A Pleasure - But a Guilty One?
A few weeks ago, I saw an episode of Guy’s Grocery Games where chefs had to make a “guilty pleasure” for one round.
This language bothers me. I remember all too well how guilt and shame tormented me when I ate certain foods. I knew they were “bad” and I “shouldn’t” eat them.
But it didn’t stop me. It just meant I felt horrible about myself.
Maybe you can relate.
In a way, I even wonder if this language encouraged me to eat those foods even more. Talking about it with this kind of judgment reinforced my beliefs about food. And about how eating a certain way reflected on me.
This made me feel bad. And I often turned to food when I felt that way. Since I had already messed up, why not soothe myself with more food?
The problem is, it’s very difficult to get out of this mindset. Not impossible. But it’s a long, steep road.
So many foods are described as being a guilty pleasure, tasting sinfully good, or being an indulgence.

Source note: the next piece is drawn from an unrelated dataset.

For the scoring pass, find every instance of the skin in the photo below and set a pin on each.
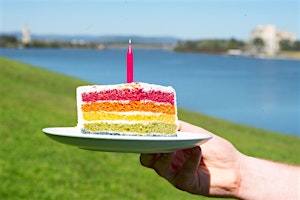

That’s why I was so delighted on that episode of Guy’s Grocery Games. Because one of the judges, Marc Murphy, said he didn’t believe in guilty pleasures. He said if he liked a food, he was going to eat it without feeling guilty or being ashamed.
What a concept!
I don’t know about you, but I don’t hear this very often on national television, especially in an unscripted moment. It was refreshing.
I thought about it on Friday when I went out for my second lunch for Maine Restaurant Week. Unlike last week, this time I got all three courses.
I started with a tasty arugula salad with pears and beets.
Then prosciutto-wrapped haddock with roasted potatoes. (But in the interest of full disclosure, since I knew I was getting dessert, I took a lot of this home.)
And finally, apple pie à la mode.
When I saw how big this was, I was very glad I hadn’t eaten all of my entrée!
But even though it was a treat – I don’t often have pie – I realized how amazing it was not to feel guilty. And not even to have that word cross my mind in relation to what I ate.
Changing this is a bit of a chicken and egg problem. If you change how you think about food, how you talk about it will likely shift. Or if you want to adjust your language, it will probably force you to consider how you’re thinking about it.
As with most things, though, awareness is the best place to start. Pay attention to how you talk, think, and feel about food – and how that reflects back on feelings about yourself.
If you’re not happy with it, see if you can start making small changes. And I hope that, like Marc Murphy, you’re able to have dessert – without the side of guilt!